Introduction

  • Objective

This task is designed to challenge developers to utilize the processing capabilities of the Milk-V Duo 256MB version to develop a real-time video stream human figure detection system. This system will be capable of identifying and tracking human figures in a video, suitable for scenarios such as security monitoring, crowd statistics, and interactive art installations.

 

  • Detailed Task Description

1. Human Figure Detection Algorithm Development
a. Developers need to research and implement a human figure detection algorithm suitable for the hardware characteristics of the Milk-V Duo.
b. The algorithm should accurately identify and track human figures in a real-time video stream.
c. Support human figure detection in at least two different scenarios (indoor and outdoor).

 

2. Video Stream Processing
a. Implement real-time capture, processing, and display functions for video streams.
b.

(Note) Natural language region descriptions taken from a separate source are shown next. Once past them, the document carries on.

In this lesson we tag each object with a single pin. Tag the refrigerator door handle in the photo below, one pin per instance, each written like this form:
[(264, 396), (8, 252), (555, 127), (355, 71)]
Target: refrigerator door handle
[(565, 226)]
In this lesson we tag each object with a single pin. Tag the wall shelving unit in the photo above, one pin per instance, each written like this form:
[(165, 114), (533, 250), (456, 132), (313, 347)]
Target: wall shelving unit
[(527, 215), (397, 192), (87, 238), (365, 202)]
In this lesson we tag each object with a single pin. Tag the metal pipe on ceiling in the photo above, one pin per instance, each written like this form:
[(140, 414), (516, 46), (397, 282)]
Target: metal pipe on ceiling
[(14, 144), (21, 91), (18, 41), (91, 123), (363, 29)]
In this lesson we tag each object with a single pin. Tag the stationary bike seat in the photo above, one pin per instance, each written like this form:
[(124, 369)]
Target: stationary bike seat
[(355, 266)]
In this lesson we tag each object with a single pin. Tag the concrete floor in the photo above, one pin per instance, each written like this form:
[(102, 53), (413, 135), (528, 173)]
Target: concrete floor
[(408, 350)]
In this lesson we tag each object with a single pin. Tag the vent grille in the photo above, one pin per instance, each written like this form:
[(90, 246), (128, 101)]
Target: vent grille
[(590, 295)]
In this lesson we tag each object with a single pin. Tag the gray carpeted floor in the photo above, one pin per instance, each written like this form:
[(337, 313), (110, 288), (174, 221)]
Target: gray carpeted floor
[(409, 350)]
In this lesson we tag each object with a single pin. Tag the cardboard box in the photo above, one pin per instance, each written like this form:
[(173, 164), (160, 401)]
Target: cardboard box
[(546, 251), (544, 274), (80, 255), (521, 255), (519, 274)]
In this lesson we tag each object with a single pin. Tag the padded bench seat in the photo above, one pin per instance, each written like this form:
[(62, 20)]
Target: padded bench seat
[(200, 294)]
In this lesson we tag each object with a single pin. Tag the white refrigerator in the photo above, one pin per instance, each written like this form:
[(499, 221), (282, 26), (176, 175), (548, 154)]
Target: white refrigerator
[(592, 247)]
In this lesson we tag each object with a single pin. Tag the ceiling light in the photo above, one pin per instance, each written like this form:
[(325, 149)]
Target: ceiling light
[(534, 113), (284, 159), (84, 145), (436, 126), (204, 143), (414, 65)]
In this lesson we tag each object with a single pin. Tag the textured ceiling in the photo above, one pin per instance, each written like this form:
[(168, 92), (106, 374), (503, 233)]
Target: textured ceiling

Ensure minimal latency during video stream processing to maintain a smooth user experience.

 

  • Performance Requirements
  1. The human figure detection algorithm should achieve real-time processing standards on the Milk-V Duo 256MB version, i.e., processing time per frame should not exceed 30 milliseconds.
  2. The system should optimize the use of memory and processor resources without sacrificing detection accuracy.

 

  • Technical Specifications
  1. Video Resolution: Developers need to consider the video input resolution supported by the Milk-V Duo.
  2. Memory Usage: Optimize memory allocation while ensuring algorithm efficiency, to not exceed the 256MB memory limit.

 

  • Acceptance Criteria
  1. The developed human figure detection algorithm should run stably on the Milk-V Duo, accurately identifying and tracking human figures in the video.
  2. The video stream processing function should realize smooth video capture and display, with no significant delay.
  3. Functional Testing: The system should pass at least 10 hours of video stream testing, ensuring stable operation in different scenarios without significant bugs.
  4. Performance Testing: After running continuously for 1 hour, the system should maintain stable detection accuracy, with CPU usage not exceeding 70%, and memory usage not exceeding 200MB.
  5. The submitted system should include complete source code, algorithm implementation, and necessary documentation for subsequent maintenance and optimization.